With regard to Dryden, therefore, we can say this much. Our taste in English poetry has been largely founded upon a partial perception of the value of Shakespeare and Milton, a perception which dwells upon sublimity of theme and action. Shakespeare had a great deal more; he had nearly everything to satisfy our various desires for poetry. The point is that the depreciation or neglect of Dryden is not due to the fact that his work is not poetry, but to a prejudice that the material, the feelings, out of which he built is not poetic. Thus Matthew Arnold observes, in mentioning Dryden and Pope together, that "their poetry is conceived and composed in their wits, genuine poetry is conceived in the soul." Arnold was, perhaps, not altogether the detached critic when he wrote this line; he may have been stirred to a defence of his own poetry, conceived and composed in the soul of a mid-century Oxford graduate. Pater remarks that Dryden—

"Loved to emphasize the distinction between poetry and prose, the protest against their confusion coming with somewhat diminished effect from one whose poetry was so prosaic."

But Dryden was right, and the sentence of Pater is cheap journalism. Hazlitt, who had perhaps the most uninteresting mind of all our distinguished critics, says—

"Dryden and Pope are the great masters of the artificial style of poetry in our language, as the poets of whom I have already treated—Chaucer, Spenser, Shakespeare, and Milton—were of the natural."

In one sentence Hazlitt has committed at least four crimes against taste. It is bad enough to lump Chaucer, Spenser, Shakespeare, and Milton together under the denomination of "natural"; it is bad to commit Shakespeare to one style only; it is bad to join Dryden and Pope together; but the last absurdity is the contrast, of Milton, our greatest master of the artificial style, with Dryden, whose style (vocabulary, syntax, and order of thought) is in a high degree natural. And what all these objections come to, we repeat, is a repugnance for the material out of which Dryden's poetry is built.

It would be truer to say, indeed, even in the form of the unpersuasive paradox, that Dryden is distinguished principally by his poetic ability. We prize him, as we do Mallarmé, for what he made of his material. Our estimate is only in part the appreciation of ingenuity: in the end the result is poetry. Much of Dryden's unique merit consists in his ability to make the small into the great, the prosaic into the poetic, the trivial into the magnificent. In this he differs not only from Milton, who required a canvas of the largest size, but from Pope, who required one of the smallest.
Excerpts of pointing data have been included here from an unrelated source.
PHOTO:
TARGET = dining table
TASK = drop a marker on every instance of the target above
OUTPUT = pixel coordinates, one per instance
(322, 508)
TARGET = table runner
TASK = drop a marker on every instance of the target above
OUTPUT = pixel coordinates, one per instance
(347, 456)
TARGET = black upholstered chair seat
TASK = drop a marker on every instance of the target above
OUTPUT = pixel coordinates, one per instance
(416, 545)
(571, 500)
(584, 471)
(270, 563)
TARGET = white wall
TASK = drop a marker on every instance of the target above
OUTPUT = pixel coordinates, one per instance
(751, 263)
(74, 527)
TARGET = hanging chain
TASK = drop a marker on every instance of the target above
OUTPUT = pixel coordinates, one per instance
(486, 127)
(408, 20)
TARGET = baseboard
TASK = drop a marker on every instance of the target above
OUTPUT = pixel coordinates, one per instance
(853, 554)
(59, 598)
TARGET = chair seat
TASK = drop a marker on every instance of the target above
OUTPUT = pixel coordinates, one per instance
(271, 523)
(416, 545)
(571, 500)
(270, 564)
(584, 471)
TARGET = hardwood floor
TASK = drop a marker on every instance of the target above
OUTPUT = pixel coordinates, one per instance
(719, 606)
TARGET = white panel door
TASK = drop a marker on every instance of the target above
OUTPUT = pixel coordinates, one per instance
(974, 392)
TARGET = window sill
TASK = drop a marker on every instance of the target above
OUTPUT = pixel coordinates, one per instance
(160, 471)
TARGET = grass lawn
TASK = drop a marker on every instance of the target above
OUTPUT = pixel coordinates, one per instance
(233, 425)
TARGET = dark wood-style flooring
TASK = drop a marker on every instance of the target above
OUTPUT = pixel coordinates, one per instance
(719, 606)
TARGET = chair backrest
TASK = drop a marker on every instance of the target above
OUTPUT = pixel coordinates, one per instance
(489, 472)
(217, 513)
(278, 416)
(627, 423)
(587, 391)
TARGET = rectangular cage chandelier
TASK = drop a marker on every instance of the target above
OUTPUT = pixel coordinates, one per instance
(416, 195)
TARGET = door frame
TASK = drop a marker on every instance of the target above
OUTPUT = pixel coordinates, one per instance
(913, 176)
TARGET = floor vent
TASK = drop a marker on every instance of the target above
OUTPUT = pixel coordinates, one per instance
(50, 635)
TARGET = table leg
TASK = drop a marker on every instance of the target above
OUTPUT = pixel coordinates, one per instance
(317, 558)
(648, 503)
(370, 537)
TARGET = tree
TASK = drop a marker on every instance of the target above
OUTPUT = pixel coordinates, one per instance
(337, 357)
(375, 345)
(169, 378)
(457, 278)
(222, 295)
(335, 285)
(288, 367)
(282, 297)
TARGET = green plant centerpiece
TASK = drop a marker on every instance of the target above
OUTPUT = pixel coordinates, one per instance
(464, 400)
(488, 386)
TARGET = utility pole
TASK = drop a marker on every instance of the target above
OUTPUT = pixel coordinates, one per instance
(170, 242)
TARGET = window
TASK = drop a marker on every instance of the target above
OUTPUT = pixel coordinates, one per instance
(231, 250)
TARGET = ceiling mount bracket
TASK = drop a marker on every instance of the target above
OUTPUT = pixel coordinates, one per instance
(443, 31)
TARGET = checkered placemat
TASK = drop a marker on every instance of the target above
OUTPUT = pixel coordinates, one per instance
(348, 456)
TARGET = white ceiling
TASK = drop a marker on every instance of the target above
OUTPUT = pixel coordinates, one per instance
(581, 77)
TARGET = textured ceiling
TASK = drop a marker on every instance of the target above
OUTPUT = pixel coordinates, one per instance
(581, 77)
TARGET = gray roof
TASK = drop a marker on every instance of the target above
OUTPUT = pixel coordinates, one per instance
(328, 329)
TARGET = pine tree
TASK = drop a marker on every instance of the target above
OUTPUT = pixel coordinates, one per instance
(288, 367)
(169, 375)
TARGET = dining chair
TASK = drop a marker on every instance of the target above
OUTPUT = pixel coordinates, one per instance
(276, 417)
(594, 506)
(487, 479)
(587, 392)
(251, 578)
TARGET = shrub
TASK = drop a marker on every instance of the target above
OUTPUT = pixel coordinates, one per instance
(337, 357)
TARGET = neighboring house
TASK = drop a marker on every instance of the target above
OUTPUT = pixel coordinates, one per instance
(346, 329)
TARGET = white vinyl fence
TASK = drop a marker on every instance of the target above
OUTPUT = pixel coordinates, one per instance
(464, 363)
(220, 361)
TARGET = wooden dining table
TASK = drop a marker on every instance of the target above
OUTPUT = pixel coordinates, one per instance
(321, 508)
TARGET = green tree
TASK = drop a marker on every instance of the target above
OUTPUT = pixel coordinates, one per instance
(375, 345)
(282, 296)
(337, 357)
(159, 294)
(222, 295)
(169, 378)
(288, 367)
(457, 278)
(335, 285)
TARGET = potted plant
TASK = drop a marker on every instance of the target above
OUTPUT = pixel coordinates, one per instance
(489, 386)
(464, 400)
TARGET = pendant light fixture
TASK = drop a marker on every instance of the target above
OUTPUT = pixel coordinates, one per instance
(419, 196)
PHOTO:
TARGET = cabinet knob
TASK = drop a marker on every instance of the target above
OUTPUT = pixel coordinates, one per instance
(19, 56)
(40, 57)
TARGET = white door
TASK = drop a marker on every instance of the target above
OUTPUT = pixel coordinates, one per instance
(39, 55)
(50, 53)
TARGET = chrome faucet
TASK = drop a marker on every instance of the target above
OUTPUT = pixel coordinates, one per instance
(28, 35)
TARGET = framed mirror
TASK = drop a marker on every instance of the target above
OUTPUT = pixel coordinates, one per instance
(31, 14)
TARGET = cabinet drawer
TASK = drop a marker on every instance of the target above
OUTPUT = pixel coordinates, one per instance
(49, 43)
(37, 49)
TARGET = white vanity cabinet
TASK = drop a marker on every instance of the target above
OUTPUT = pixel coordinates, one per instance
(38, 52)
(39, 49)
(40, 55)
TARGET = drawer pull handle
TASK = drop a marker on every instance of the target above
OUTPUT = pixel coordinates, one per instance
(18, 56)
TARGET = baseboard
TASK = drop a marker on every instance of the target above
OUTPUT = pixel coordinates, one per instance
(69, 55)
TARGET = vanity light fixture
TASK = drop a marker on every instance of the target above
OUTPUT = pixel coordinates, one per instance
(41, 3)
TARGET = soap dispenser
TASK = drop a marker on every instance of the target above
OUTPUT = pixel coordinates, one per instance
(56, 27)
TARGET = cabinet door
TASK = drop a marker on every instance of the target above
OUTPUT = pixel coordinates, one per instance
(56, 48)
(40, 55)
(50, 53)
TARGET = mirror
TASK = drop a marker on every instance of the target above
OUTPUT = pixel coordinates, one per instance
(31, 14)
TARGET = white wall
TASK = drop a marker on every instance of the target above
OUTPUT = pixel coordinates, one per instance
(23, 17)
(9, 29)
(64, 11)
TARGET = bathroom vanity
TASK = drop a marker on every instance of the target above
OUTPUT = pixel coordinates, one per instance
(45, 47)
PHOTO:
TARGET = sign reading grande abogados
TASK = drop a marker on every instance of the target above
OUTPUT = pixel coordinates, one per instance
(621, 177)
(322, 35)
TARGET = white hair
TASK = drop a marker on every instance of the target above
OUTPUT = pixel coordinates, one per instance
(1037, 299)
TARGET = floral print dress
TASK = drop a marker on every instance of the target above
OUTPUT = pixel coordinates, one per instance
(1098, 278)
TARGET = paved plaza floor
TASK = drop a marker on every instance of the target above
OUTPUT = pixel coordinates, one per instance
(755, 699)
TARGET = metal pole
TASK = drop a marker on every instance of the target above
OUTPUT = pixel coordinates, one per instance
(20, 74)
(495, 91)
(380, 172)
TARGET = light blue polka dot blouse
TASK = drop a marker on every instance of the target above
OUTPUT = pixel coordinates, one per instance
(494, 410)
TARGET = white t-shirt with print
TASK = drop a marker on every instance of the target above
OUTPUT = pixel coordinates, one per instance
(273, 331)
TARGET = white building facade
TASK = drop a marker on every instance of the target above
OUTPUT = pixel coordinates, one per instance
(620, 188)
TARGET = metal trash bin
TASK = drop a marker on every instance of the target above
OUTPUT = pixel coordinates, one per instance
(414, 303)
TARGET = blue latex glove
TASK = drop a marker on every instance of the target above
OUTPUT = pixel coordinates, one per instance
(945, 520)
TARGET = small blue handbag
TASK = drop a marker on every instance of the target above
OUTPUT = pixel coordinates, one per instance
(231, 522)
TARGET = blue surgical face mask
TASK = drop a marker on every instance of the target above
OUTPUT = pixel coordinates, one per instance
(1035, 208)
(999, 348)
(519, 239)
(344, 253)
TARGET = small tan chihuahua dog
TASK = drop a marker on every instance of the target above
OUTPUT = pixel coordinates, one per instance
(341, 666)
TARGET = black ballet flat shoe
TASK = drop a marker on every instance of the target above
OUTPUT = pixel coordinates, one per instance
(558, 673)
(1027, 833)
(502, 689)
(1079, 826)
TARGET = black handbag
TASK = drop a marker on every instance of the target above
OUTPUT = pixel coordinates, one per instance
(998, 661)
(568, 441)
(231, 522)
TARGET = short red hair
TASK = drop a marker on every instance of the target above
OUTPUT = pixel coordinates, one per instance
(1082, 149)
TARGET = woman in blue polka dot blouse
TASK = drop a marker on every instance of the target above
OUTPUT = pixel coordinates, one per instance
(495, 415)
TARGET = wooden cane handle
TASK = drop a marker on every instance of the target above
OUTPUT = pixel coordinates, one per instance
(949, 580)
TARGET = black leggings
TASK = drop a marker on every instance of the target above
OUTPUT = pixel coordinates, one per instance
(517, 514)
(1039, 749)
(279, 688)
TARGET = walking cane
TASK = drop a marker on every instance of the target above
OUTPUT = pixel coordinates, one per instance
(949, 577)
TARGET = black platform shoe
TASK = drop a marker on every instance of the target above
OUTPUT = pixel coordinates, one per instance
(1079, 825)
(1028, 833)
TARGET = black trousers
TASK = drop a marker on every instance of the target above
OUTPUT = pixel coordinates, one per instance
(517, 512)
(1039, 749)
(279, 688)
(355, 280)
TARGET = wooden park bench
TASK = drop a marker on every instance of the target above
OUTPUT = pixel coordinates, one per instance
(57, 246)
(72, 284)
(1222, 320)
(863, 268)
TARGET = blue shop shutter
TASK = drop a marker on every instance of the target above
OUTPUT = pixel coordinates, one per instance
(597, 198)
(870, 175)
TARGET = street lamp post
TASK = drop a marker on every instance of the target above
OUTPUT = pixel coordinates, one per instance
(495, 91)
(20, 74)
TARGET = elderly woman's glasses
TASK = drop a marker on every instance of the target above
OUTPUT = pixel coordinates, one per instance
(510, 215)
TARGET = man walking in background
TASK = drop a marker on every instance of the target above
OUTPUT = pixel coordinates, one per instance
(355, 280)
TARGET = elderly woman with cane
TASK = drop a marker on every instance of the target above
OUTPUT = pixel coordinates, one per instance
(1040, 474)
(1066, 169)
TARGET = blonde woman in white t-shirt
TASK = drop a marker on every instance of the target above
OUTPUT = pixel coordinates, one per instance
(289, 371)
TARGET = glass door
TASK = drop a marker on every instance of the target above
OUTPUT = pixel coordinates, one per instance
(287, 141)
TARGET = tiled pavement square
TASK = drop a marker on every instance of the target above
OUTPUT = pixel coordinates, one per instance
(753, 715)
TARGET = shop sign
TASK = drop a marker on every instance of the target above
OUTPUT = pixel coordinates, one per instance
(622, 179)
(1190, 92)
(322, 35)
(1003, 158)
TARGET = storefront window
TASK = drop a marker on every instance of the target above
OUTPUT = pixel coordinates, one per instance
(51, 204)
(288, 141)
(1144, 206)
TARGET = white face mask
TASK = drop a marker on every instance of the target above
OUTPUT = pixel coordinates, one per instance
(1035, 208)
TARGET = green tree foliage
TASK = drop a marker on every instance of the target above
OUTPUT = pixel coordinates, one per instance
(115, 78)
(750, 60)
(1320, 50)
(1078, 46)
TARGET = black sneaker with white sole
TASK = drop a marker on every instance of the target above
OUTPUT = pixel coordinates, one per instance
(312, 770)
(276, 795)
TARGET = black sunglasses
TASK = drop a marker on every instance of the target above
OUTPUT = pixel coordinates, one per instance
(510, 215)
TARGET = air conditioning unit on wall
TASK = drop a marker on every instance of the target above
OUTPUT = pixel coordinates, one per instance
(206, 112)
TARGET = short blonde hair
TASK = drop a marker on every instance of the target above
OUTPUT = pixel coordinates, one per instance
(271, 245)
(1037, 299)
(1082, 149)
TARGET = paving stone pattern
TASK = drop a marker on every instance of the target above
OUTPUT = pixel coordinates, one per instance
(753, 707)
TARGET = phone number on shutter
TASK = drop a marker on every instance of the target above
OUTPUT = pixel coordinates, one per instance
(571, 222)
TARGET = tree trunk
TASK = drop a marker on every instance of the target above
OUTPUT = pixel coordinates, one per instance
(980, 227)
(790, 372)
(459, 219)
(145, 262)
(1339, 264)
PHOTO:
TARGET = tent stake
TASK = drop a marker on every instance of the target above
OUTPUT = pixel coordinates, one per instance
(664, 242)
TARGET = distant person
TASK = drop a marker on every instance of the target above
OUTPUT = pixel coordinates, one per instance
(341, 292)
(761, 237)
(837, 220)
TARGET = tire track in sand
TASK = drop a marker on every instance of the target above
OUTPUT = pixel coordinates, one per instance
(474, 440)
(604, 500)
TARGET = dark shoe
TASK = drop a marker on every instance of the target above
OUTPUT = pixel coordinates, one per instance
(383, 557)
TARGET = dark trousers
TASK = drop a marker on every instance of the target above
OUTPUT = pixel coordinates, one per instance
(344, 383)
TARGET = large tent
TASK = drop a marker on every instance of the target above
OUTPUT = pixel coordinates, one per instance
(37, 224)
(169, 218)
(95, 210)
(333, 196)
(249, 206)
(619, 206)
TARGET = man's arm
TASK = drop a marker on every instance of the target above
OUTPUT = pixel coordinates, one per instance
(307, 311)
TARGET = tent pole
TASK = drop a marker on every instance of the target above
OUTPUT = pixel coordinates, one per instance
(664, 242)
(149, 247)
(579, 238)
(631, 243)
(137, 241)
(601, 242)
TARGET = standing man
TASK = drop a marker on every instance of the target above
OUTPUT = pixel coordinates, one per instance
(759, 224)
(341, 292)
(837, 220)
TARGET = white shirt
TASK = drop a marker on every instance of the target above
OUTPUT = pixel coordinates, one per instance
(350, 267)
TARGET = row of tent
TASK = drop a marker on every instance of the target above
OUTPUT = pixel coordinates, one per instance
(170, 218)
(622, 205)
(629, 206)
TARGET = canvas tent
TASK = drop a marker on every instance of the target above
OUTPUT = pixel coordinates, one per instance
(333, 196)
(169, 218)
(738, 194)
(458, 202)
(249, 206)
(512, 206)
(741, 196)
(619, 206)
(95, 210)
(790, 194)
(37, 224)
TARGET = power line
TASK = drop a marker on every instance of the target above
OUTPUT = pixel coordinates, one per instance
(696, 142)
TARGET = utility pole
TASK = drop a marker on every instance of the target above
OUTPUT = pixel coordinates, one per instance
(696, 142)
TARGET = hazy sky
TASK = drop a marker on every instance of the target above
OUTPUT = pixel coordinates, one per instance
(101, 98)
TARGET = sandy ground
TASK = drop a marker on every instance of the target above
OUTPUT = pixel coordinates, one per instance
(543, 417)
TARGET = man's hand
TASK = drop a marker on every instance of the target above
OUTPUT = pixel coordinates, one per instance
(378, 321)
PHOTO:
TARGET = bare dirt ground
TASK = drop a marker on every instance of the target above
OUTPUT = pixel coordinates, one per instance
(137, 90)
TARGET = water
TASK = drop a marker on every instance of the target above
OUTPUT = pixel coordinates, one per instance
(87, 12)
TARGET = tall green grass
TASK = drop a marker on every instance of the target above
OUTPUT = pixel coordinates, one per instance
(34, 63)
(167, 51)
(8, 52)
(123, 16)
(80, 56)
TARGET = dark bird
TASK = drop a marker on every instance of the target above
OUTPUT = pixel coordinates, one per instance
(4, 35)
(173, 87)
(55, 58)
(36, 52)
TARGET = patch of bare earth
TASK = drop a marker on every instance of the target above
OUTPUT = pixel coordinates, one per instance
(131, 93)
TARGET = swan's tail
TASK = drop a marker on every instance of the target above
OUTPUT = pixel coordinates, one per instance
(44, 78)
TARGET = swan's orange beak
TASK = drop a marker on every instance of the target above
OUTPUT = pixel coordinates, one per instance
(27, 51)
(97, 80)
If you compare any satiric "character" of Pope with one of Dryden, you will see that the method and intention are widely divergent. When Pope alters, he diminishes; he is a master of miniature. The singular skill of his portrait of Addison, for example, in the "Epistle to Arbuthnot," depends upon the justice and reserve, the apparent determination not to exaggerate. The genius of Pope is not for caricature. But the effect of the portraits of Dryden is to transform the object into something greater, as were transformed the verses of Cowley quoted above.

A fiery soul, which working out its way,
Fretted the pigmy body to decay:
And o'er informed the tenement of clay.

These lines are not merely a magnificent tribute. They create the object which they contemplate; the poetry is purer than anything in Pope except the last lines of the "Dunciad." Dryden is in fact much nearer to the master of comic creation than to Pope. As in Jonson, the effect is far from laughter; the comic is the material, the result is poetry. The Civic Guards of Rhodes—

The country rings around with loud alarms,
And raw in fields the rude militia swarms;
Mouths without hands; maintained at vast expense,
In peace a charge, in war a weak defence;
Stout once a month they march, a blust'ring band,
And ever, but in times of need, at hand;
This was the morn, when issuing on the guard,
Drawn up in rank and file they stood prepared
Of seeming arms to make a short essay,
Then hasten to be drunk, the business of the day.

Sometimes the wit appears as a delicate flavour to the magnificence, as in "Alexander's Feast":—

Sooth'd with the sound the king grew vain;
Fought all his battles o'er again;
And thrice he routed all his foes, and thrice he slew the slain.

The great advantage of Dryden over Milton is that while the former is always in control of his ascent, and can rise or fall at will (and how masterfully, like his own Timotheus, he directs the transitions!), the latter has elected a perch from which he cannot afford to fall, and from which he is in danger of slipping.